Flowers need no watering when it looks like rain. When it looks like rain for too long, flowers need watering. I can always step into the swimming pool with cold chemical water waist-high. When I fall into it backwards, my underpants blow up with air. It is dark, the neighbours cannot see me, I can play at farting. The water is shallow and clean, for once there seem to be no monsters there. Comfort has no need for courage, however absurd. I walk to meet them, I walk barefoot to the neareby woods with sandy paths. I feel nature sucking on my blood as a mosquito, I hear it in the bushes as a bird cry, I see it climbing up my leg as an ant, bent over backwards in an attempt to inflict damage on me by squirting microspopic amounts of its acid. I listen or speak aloud when there is M. walking next to me, I try to follow my own thoughts and supress the urge for defecation when I walk by myself. When I meet someone, I say hello, but my voice doesn't sound right. I hear a little boy saying: "But he will cut his feet! I saw him, his feet are bare!" His mother laughs and whispers something.

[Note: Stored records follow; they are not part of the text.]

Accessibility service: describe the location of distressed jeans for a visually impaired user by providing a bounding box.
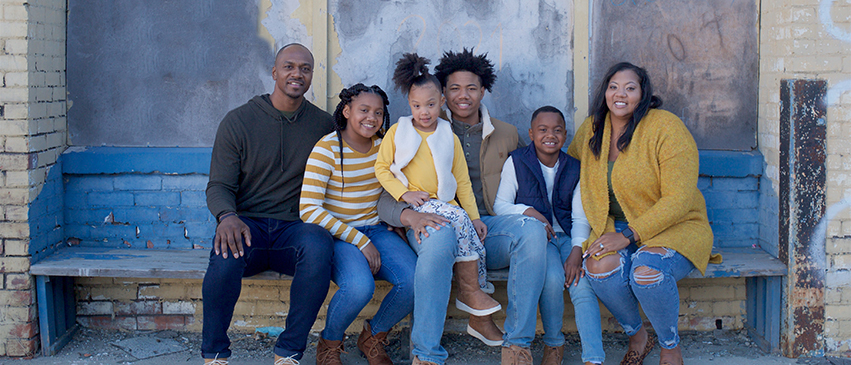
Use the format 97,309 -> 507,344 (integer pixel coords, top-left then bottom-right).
539,232 -> 606,363
322,223 -> 417,341
201,217 -> 333,360
586,221 -> 694,349
408,214 -> 547,365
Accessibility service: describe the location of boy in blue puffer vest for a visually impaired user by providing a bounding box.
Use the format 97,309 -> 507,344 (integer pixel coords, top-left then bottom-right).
494,106 -> 605,365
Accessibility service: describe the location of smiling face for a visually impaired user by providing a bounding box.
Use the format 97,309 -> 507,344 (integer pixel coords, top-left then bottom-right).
529,112 -> 567,156
443,71 -> 485,125
272,45 -> 313,99
606,70 -> 642,122
343,92 -> 384,140
408,82 -> 444,132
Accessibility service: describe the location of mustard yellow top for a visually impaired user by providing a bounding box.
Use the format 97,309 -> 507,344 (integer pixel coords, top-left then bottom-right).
567,109 -> 721,274
375,123 -> 481,220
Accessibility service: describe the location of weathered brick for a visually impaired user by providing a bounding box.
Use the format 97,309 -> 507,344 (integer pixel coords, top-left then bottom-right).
136,315 -> 186,330
162,301 -> 195,315
115,300 -> 163,316
5,274 -> 33,290
4,337 -> 39,357
0,256 -> 30,273
77,300 -> 114,316
77,316 -> 137,331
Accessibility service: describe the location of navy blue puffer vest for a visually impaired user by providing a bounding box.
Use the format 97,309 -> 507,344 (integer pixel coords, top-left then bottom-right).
510,143 -> 579,230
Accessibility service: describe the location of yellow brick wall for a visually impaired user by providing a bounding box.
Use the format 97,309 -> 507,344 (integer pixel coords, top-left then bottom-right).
75,278 -> 745,334
0,0 -> 67,357
759,0 -> 851,356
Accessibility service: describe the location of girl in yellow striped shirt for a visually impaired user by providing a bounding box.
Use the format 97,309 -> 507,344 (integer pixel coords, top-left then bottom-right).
299,83 -> 416,364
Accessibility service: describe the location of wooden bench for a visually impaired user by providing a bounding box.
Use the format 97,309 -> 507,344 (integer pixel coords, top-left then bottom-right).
30,243 -> 786,356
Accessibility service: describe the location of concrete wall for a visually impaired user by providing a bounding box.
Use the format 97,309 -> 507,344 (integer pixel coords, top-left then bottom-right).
0,0 -> 66,356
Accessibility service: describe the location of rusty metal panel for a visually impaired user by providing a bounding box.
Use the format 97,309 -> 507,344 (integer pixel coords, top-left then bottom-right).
778,80 -> 827,357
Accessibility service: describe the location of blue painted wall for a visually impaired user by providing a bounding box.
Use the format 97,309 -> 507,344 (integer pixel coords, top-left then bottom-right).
28,161 -> 65,262
63,147 -> 215,249
62,147 -> 762,249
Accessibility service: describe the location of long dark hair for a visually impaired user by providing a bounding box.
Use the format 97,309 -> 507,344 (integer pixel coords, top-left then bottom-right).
334,83 -> 390,180
588,62 -> 662,158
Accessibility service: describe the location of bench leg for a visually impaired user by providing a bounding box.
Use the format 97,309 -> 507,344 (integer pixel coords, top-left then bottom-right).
745,276 -> 782,352
36,276 -> 77,356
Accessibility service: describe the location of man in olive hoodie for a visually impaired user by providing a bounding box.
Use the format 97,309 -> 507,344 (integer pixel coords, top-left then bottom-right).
201,44 -> 333,365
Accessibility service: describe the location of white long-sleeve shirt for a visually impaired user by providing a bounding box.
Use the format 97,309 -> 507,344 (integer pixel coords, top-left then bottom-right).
493,156 -> 591,247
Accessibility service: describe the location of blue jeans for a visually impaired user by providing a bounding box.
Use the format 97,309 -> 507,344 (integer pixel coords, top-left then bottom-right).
539,232 -> 606,363
482,214 -> 548,348
408,224 -> 458,365
408,214 -> 548,364
586,221 -> 694,349
322,223 -> 417,341
201,217 -> 333,359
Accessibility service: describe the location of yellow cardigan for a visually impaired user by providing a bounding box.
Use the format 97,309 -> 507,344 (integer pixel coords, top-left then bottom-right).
567,109 -> 721,274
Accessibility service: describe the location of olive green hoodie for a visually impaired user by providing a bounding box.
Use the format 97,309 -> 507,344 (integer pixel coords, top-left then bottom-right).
207,94 -> 334,221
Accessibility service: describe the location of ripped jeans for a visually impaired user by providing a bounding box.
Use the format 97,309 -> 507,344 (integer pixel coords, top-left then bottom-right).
583,221 -> 694,349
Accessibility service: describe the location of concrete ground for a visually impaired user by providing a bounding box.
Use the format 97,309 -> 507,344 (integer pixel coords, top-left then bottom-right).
0,329 -> 851,365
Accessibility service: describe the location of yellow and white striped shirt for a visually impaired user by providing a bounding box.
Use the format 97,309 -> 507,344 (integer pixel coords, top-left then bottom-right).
299,133 -> 381,249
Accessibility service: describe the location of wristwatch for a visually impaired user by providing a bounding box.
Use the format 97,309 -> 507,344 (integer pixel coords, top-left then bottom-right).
621,227 -> 638,244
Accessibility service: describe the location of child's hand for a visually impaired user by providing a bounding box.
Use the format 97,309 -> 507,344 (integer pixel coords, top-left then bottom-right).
473,219 -> 488,241
564,246 -> 585,288
402,191 -> 429,207
523,207 -> 556,240
360,242 -> 381,275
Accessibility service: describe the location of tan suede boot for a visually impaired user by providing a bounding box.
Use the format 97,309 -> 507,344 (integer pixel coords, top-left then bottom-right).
314,336 -> 344,365
541,345 -> 564,365
501,345 -> 532,365
455,260 -> 502,316
358,321 -> 393,365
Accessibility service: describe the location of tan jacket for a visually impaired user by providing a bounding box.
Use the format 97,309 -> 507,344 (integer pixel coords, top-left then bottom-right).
440,104 -> 520,215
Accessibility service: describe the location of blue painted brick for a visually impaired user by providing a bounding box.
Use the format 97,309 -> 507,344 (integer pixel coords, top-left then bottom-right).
65,191 -> 88,208
183,221 -> 216,239
712,177 -> 759,191
65,207 -> 112,225
139,223 -> 186,240
65,175 -> 114,192
114,207 -> 160,225
712,223 -> 759,240
65,224 -> 95,240
703,191 -> 759,209
160,207 -> 213,222
697,176 -> 712,191
707,209 -> 759,224
163,174 -> 210,191
114,174 -> 163,190
86,191 -> 133,207
135,191 -> 180,207
180,191 -> 207,208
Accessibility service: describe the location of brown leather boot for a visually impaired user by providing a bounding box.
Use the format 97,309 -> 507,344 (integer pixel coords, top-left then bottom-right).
455,260 -> 502,316
501,345 -> 532,365
358,321 -> 393,365
541,345 -> 564,365
314,336 -> 345,365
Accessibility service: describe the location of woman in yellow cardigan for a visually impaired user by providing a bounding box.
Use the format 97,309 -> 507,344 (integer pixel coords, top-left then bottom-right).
568,62 -> 720,365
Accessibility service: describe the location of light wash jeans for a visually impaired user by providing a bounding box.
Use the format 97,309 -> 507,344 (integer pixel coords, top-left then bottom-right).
322,223 -> 417,341
586,221 -> 694,349
539,232 -> 606,363
408,214 -> 547,365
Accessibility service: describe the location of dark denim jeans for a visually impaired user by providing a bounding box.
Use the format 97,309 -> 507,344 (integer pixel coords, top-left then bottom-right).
201,217 -> 334,359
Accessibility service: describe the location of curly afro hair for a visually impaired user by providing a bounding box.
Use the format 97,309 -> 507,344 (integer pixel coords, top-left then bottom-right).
434,48 -> 496,92
393,53 -> 440,94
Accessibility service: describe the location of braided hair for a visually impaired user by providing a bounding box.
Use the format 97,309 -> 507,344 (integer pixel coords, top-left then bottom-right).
393,53 -> 441,94
334,83 -> 390,181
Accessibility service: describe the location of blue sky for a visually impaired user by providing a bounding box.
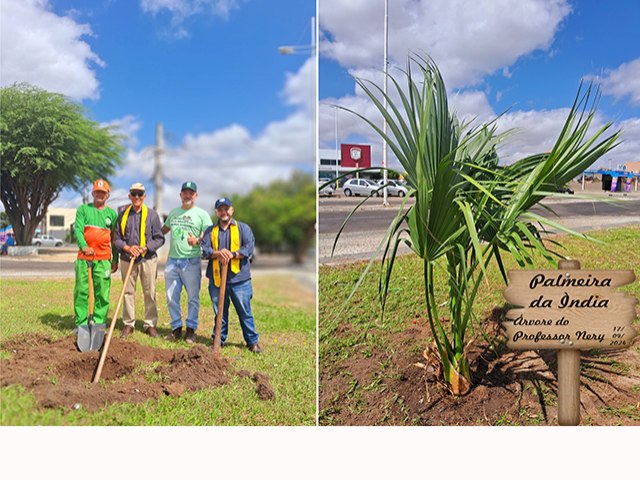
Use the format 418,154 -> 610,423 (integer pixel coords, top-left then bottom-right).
319,0 -> 640,172
1,0 -> 315,213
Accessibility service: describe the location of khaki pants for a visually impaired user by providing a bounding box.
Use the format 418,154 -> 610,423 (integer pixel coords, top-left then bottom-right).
120,257 -> 158,329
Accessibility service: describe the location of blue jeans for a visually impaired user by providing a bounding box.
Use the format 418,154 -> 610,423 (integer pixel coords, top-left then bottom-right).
164,257 -> 202,330
209,279 -> 258,346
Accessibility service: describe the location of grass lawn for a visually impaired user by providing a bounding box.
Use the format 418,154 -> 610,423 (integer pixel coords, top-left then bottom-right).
0,274 -> 316,426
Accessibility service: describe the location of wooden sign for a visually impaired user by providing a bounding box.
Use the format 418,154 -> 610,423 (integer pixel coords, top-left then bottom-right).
503,270 -> 638,350
503,260 -> 638,425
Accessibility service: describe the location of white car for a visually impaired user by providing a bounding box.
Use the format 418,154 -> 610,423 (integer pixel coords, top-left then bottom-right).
378,179 -> 409,197
342,178 -> 381,197
31,235 -> 63,247
318,180 -> 336,197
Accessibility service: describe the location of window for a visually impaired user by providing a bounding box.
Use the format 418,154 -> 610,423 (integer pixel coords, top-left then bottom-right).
49,215 -> 64,227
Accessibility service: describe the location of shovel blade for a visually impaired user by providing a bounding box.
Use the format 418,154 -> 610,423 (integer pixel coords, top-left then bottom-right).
78,323 -> 105,352
89,323 -> 105,352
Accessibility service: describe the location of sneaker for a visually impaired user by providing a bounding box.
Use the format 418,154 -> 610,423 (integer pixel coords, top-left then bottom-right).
184,327 -> 196,343
164,327 -> 182,342
120,325 -> 133,338
144,327 -> 160,338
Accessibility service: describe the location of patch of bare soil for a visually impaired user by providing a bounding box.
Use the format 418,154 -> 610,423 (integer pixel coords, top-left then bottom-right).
320,312 -> 640,425
0,335 -> 275,411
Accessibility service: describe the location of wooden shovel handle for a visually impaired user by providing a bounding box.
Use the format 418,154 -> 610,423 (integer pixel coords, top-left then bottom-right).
93,259 -> 134,383
213,262 -> 229,357
87,260 -> 96,323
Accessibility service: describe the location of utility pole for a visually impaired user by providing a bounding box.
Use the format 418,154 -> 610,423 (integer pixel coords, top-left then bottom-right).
382,0 -> 389,207
153,122 -> 164,218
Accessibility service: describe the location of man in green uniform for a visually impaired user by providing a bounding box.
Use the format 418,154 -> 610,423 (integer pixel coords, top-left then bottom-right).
73,180 -> 118,325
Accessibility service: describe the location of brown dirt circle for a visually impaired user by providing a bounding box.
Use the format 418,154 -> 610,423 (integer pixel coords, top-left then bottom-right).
319,309 -> 640,426
0,335 -> 275,411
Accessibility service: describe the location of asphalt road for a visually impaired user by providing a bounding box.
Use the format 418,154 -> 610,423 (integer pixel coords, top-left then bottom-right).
318,197 -> 640,234
318,192 -> 640,265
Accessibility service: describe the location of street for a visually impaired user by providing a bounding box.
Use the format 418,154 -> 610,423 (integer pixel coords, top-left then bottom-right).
318,192 -> 640,265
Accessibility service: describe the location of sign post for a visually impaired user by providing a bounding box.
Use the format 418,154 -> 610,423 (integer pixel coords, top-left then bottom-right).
503,260 -> 638,425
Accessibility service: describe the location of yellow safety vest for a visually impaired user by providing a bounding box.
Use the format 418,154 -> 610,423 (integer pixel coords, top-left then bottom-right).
211,223 -> 240,287
120,203 -> 147,257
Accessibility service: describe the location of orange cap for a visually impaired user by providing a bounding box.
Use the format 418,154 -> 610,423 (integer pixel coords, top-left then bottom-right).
92,179 -> 111,193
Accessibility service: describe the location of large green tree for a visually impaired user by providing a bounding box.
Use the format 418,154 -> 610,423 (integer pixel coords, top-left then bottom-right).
0,83 -> 123,245
230,172 -> 316,263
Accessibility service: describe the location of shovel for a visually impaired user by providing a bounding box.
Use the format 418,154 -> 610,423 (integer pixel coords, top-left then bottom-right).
78,260 -> 105,352
93,258 -> 135,383
213,263 -> 229,357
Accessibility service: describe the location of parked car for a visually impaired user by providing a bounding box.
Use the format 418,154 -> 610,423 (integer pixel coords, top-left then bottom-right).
318,180 -> 336,197
342,178 -> 380,197
31,235 -> 63,247
378,179 -> 409,197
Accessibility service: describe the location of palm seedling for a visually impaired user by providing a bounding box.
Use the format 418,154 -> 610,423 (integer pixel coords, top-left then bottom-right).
340,54 -> 619,395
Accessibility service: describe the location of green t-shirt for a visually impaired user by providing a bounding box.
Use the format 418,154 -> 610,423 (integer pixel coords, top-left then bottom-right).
164,207 -> 213,258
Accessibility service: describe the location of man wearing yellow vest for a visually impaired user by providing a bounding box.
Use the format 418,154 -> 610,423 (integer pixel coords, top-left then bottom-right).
201,198 -> 262,353
113,183 -> 164,338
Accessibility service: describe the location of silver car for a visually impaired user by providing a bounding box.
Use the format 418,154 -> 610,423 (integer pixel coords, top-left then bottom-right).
318,180 -> 336,197
31,235 -> 63,247
378,179 -> 409,197
342,178 -> 380,197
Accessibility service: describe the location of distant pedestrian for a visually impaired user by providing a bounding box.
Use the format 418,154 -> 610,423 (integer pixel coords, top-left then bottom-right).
0,233 -> 16,255
113,183 -> 164,338
73,180 -> 118,326
162,182 -> 213,343
202,198 -> 262,353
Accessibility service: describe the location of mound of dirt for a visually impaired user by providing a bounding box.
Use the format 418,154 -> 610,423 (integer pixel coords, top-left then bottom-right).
0,335 -> 274,411
319,316 -> 640,425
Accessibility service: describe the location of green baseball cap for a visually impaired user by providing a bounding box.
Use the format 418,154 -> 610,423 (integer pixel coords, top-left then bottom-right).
180,182 -> 198,192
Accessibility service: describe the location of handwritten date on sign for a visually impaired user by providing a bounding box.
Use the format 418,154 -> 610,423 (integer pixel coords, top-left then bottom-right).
503,270 -> 638,350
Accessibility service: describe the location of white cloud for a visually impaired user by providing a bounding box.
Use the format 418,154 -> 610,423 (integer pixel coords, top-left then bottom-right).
319,0 -> 640,174
320,0 -> 571,88
0,0 -> 104,100
140,0 -> 243,38
587,58 -> 640,106
102,115 -> 142,148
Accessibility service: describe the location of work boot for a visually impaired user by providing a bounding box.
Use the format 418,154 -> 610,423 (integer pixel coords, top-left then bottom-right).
164,327 -> 182,342
144,327 -> 160,338
184,327 -> 196,343
120,325 -> 133,338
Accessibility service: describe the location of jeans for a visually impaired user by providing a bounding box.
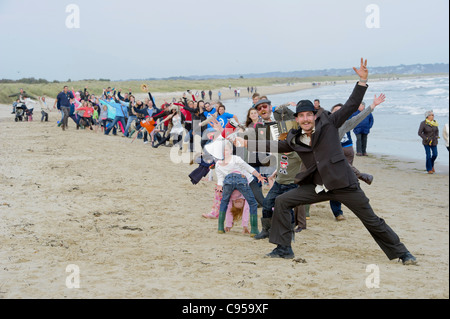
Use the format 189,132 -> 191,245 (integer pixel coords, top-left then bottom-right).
262,182 -> 298,223
105,116 -> 125,135
330,200 -> 344,217
123,115 -> 137,137
219,173 -> 258,216
423,145 -> 437,172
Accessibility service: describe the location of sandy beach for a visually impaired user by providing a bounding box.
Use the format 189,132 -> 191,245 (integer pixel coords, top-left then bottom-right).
0,83 -> 449,299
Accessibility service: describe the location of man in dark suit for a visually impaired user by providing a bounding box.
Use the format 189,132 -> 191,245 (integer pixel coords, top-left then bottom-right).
236,59 -> 416,264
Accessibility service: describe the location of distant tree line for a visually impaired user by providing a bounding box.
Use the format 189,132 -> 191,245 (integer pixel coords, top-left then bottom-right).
0,77 -> 111,84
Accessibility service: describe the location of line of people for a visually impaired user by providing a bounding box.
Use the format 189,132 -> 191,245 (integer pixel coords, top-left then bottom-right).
14,60 -> 416,264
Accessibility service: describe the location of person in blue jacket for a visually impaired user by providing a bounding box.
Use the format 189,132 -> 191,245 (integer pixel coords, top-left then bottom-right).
351,102 -> 374,156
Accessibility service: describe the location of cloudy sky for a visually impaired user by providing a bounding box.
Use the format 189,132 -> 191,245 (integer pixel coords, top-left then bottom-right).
0,0 -> 449,81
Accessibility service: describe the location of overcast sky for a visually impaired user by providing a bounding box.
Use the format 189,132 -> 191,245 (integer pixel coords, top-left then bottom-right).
0,0 -> 449,81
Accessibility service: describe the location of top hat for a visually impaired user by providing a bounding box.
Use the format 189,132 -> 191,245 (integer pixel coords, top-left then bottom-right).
294,100 -> 317,117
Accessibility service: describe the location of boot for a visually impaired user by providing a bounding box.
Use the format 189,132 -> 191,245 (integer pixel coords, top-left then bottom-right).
266,245 -> 295,259
255,217 -> 272,239
217,212 -> 225,234
250,214 -> 259,237
358,173 -> 373,185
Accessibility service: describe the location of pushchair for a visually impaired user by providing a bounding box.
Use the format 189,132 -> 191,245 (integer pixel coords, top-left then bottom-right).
25,107 -> 34,122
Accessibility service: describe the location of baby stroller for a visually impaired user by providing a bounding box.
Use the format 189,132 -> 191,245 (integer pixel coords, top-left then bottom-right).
14,103 -> 28,122
25,106 -> 34,121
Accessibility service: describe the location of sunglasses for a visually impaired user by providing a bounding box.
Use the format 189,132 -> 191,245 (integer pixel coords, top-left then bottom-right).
256,104 -> 269,111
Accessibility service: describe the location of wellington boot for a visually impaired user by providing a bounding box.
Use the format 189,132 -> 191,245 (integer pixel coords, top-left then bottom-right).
255,217 -> 272,239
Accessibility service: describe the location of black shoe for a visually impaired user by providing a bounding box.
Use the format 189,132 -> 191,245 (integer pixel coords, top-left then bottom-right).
266,245 -> 295,259
359,173 -> 373,185
400,251 -> 417,265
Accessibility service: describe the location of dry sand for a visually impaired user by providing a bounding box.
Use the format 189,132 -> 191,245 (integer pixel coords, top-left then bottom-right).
0,83 -> 449,299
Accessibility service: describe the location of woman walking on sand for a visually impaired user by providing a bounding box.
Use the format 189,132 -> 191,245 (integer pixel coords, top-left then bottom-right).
418,110 -> 439,174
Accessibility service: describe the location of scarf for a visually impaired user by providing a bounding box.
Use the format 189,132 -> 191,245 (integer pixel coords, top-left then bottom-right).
425,119 -> 439,126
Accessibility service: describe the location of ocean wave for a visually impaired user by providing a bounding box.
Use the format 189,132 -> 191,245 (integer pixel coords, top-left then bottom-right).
425,88 -> 448,95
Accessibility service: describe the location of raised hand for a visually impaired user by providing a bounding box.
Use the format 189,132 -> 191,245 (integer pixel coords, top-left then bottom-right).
353,58 -> 369,80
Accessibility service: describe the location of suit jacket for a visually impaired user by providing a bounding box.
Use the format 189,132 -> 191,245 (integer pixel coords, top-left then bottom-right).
266,84 -> 367,190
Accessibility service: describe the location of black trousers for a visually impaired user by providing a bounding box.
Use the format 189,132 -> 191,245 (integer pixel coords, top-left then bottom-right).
269,184 -> 408,259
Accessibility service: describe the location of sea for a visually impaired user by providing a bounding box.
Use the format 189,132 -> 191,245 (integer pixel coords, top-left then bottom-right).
222,76 -> 449,171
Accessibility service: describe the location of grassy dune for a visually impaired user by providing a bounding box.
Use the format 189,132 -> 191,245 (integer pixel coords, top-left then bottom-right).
0,74 -> 442,104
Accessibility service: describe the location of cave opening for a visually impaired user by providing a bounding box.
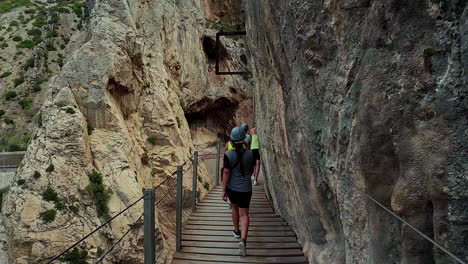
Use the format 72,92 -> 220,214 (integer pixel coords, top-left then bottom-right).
185,97 -> 239,140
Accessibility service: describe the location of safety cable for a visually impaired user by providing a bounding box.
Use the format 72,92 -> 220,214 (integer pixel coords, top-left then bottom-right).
47,194 -> 146,264
95,178 -> 177,264
249,146 -> 468,264
95,213 -> 143,264
342,177 -> 467,264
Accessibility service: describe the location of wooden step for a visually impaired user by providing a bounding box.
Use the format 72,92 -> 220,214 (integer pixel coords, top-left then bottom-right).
182,247 -> 304,257
182,229 -> 295,238
174,253 -> 307,264
187,219 -> 288,226
184,224 -> 291,232
182,235 -> 296,243
182,240 -> 302,250
186,215 -> 283,222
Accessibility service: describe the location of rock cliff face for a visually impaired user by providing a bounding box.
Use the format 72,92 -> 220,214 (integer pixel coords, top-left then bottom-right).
2,0 -> 251,263
244,0 -> 468,264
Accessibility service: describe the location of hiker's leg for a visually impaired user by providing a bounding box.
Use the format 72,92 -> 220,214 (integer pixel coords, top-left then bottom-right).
239,208 -> 250,240
232,204 -> 239,232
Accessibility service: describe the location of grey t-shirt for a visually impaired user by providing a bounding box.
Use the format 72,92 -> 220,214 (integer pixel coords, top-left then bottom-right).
223,150 -> 254,192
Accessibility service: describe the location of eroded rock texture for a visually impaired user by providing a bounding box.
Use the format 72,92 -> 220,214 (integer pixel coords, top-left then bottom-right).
2,0 -> 250,263
245,0 -> 468,264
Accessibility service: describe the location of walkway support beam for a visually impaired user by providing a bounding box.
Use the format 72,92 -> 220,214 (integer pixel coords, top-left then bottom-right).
143,189 -> 156,264
192,151 -> 198,213
176,166 -> 183,252
215,139 -> 223,186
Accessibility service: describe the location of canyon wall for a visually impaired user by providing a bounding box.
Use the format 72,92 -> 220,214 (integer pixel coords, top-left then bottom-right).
244,0 -> 468,264
2,0 -> 251,264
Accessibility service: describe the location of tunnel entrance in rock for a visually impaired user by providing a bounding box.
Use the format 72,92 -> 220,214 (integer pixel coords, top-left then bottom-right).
202,36 -> 228,63
185,97 -> 239,140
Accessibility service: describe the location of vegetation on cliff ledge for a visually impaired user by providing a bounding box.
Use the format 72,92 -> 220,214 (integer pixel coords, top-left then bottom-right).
86,170 -> 112,218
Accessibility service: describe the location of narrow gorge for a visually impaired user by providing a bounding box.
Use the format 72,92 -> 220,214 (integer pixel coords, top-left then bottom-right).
0,0 -> 468,264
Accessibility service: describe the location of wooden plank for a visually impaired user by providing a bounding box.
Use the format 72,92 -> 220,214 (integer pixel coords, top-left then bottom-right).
182,247 -> 304,257
196,206 -> 274,214
187,219 -> 288,226
191,211 -> 279,217
190,216 -> 283,222
202,199 -> 271,206
182,230 -> 295,239
182,240 -> 302,250
184,224 -> 291,232
174,252 -> 307,264
182,235 -> 296,244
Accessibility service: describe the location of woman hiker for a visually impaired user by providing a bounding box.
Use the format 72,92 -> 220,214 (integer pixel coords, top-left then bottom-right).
223,127 -> 255,256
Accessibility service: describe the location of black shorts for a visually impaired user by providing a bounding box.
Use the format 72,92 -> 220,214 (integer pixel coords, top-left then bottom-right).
226,188 -> 252,208
252,149 -> 260,161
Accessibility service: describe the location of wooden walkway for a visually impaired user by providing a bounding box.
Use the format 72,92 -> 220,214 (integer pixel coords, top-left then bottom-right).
172,185 -> 308,264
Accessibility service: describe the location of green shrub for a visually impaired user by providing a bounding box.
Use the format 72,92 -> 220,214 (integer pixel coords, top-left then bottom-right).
23,58 -> 34,71
87,124 -> 94,135
61,248 -> 88,264
46,163 -> 55,172
86,170 -> 112,218
10,20 -> 19,27
33,14 -> 46,28
47,12 -> 59,24
16,39 -> 36,49
39,187 -> 59,202
39,209 -> 57,224
33,36 -> 42,45
46,42 -> 57,51
140,152 -> 149,165
27,28 -> 42,36
55,201 -> 67,212
13,76 -> 24,87
18,99 -> 32,110
24,8 -> 36,14
8,143 -> 26,151
4,91 -> 17,101
96,247 -> 104,258
16,179 -> 26,185
71,1 -> 83,17
0,72 -> 12,79
68,205 -> 79,214
0,188 -> 8,212
3,116 -> 15,125
33,171 -> 41,179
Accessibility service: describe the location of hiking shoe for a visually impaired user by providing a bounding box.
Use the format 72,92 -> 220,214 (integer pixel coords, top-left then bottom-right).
232,230 -> 241,238
239,240 -> 245,257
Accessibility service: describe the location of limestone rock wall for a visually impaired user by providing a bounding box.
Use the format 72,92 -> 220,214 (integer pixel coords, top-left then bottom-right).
2,0 -> 249,263
244,0 -> 468,264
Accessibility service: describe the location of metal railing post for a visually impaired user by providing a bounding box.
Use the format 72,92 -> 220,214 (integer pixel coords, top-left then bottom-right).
192,151 -> 198,212
176,166 -> 183,252
215,139 -> 223,186
143,189 -> 156,264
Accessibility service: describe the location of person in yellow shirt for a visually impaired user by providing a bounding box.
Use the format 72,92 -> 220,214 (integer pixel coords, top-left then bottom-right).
249,121 -> 260,185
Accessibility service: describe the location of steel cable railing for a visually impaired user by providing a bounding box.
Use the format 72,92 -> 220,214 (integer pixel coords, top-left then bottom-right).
258,146 -> 468,264
47,145 -> 212,264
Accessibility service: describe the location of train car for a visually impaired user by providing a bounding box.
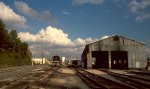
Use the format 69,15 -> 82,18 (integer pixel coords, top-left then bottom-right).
52,56 -> 61,66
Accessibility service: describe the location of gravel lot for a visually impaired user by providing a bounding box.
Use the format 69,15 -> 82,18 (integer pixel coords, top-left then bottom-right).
44,68 -> 89,89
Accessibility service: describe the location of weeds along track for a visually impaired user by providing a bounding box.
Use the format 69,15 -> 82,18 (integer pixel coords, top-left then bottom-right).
0,67 -> 58,89
76,70 -> 134,89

I can cut my feet but I don't, not even further up the forest, where sand mixed with tree cones and stones changes into grass and whatever else below.
"I know the rules like everybody else and was intent to keep them until I realised that nobody else does. Since then we are on a mission to discover the very source of rules. It is our experience that makes us free, therefore we can never all live in freedom, other than the freedom of gaining experience. "
I scream with frightened surprise when something pricks the skin on my ankle. I am afraid of the huge scaly monster even here. I did see a dead snake on the path and it did transform into a dead thought. The little boy was right and will make a good adult. When the small hand car with the children approached the place where I was hiding, I put on the hat, sat on the bike and set off toward the rails. M. saw me and pointed. The children turned their heads with question in their eyes. The grass was so high I could not go on and fell off the bike. My sister laughed when I apppeared again, fixing my sunglasses and straw hat, looking around, not being able to see them. The hair dryer that was to serve as a gun was lost in the tumble. I stole their caps and bags and warned them of my brother, an even more infamous thief, living further down the rails. As I rode fast to be there first, I found the hair dryer lying in the grass, next to a glove. Its fingers were green with moss. When I came back, I watered the vegetables in the greenhous and stepped into the swimming pool with a beer bottle and an opener.
"When you call to the other players, you are in danger of receiving the ball. It is difficult to pretend there is no game, when you hear the referee's whistle."
The hand car is not really a handcar, it moves like a bike.